If your dog just isn't meeting your expectations.....adjust them! Make it a point to seriously tackle each problem. Begin obedience classes and have the whole family participate. Learn to shape what is desired rather than punish what is not. Obedience training has a settling effect on a dog and gives you an opportunity to bond and re-direct focus. Take time to touch your new dog all over. (Feet, ears, teeth, tail, paws...) This will make trips to the groomer and veterinarian easier for everyone! Also do this while your new dog eats to help prevent any food aggression issues.
If you are bringing your new friend into a household with a resident dog, make sure to introduce the two on neutral ground. Go for a walk! Do NOT walk he dogs right up to one another nose to nose, a side by side walk will encourage companionship and tire them out! When the get back home they will be too pooped to start any trouble.
Remember to dog-proof your home. (Especially important with puppies!) Walk around your house and yard and move anything you do not want the dog to get a hold of. If you do not want your new dog in certain rooms of the house, purchase baby gates to block their way. Remember it is YOUR responsibility to keep your dog away from things you do not want destroyed or that might be harmful to them.

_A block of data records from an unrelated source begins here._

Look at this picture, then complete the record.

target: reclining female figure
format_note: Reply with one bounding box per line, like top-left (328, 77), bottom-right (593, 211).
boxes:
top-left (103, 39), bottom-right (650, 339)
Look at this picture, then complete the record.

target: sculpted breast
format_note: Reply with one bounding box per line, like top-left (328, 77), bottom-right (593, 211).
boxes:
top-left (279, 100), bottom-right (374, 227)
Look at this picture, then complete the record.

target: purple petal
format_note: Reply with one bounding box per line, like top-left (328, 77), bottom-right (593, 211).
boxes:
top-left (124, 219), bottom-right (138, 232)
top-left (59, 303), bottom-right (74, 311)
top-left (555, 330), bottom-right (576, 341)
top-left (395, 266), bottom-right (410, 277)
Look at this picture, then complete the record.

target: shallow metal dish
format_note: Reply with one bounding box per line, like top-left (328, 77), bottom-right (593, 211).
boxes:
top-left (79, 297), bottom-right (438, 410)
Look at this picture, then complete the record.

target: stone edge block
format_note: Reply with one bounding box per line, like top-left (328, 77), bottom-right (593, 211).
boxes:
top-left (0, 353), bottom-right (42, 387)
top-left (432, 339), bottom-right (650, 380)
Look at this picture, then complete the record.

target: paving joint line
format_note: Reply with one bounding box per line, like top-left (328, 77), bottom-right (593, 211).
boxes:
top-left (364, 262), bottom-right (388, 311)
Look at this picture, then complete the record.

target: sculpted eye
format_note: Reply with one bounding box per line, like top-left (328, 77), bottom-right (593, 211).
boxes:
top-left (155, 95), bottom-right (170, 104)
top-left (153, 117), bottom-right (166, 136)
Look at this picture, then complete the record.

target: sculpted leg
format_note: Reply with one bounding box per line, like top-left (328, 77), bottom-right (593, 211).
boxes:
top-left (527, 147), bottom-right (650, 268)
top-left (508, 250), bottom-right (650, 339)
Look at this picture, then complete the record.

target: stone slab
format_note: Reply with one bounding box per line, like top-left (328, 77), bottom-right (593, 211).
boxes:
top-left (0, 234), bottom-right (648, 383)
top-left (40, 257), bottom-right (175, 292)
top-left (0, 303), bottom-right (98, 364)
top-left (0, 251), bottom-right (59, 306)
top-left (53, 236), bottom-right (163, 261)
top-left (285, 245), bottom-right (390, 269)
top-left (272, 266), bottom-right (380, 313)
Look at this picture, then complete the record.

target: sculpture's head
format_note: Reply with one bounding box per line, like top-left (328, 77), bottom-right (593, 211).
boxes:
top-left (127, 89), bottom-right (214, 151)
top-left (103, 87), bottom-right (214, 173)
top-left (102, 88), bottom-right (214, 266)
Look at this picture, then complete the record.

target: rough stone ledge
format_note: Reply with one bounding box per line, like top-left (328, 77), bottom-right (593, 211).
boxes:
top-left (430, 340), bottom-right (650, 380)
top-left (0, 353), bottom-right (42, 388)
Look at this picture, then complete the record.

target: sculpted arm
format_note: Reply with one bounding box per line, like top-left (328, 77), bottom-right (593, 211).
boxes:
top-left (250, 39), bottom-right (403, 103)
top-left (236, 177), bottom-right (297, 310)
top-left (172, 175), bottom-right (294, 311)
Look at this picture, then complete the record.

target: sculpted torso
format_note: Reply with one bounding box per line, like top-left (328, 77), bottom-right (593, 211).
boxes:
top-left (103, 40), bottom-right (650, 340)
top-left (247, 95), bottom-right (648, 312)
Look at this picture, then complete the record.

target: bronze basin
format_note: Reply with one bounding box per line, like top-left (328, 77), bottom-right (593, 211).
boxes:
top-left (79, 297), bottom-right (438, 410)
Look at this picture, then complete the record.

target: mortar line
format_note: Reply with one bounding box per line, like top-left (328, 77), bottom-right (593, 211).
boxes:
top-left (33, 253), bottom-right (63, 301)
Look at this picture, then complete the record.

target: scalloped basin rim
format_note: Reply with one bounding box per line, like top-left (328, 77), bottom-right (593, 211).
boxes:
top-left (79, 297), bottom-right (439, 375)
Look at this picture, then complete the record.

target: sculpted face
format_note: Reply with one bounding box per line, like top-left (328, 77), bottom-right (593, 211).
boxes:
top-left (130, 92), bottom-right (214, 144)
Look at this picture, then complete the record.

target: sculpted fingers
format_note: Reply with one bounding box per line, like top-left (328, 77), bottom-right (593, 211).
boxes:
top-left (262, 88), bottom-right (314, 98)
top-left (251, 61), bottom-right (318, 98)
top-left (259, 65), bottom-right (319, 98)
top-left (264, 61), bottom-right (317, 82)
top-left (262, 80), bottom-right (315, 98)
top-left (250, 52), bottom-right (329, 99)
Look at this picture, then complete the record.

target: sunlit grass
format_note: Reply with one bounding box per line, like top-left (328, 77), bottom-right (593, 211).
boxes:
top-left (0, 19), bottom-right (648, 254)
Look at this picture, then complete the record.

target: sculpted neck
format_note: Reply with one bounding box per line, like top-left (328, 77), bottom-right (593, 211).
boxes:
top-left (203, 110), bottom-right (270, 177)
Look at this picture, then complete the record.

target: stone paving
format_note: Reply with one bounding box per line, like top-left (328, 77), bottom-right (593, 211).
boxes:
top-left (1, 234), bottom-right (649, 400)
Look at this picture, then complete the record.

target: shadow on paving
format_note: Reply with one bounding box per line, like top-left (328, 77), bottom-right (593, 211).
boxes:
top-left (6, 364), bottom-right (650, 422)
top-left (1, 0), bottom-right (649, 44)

If you will be crate training your dog, make sure to purchase a crate that is just large enough for the dog to stand up and turn around in; no more, no less. If you are buying a crate for your puppy to grow into, you can block off part of it with cement blocks. Stainless steel water and food bowls are recommended as they can not be torn up and ingested. Also, be sure to look for durable bedding; hard to chew up and easy to clean will make your life much easier!
You will want to purchase a simple 4-6 foot nylon leash with collar. No flexi-leads, harnesses or pinch collars will be necessary with proper training. You'll want some toys as well. Get a nice variety and then rotate them every month so your dog doesn't get bored. KONG toys are wonderful for dogs who chew and can be stuffed with anything from peanut butter and cream cheese to wet food and bananas! (You can freeze them to keep your pooch busy for a longer period of time!) Now your job will be to teach your dog what is appropriate to chew on vs. what isn't. (ex: the TV remote, your shoes and your sofa!)
Select a high quality food with little or no preservatives. If you can't pronounce most if not all of the ingredients, don't buy it! If your new dog has been eating a different food than the one you plan on feeding them, remember to gradually mix the new food in with the old, then wean them off the old and onto the new. A drastic change in diet can really upset a dogs stomach. Don't allow your new dog to become a picky eater! Feed them their food at set times. When they are hungry, they'll eat! Do not leave food down for longer that 20 minutes; after that pick it up. Also, refrain from 'free feeding' your dog. It can lead to obesity and makes it difficult for you to monitor their eating habits.
Make an appointment for your new dog at your veterinarian about two weeks after they've joined your household.
Make sure the entire family understands the 'doggy' rules and that there is a clear consensus of what behaviors are to be reinforced and which ones will not.
If all of this sounds like a lot of work, it's because it is! But life with out dogs is not much of a life at all......(in my opinion anyway!)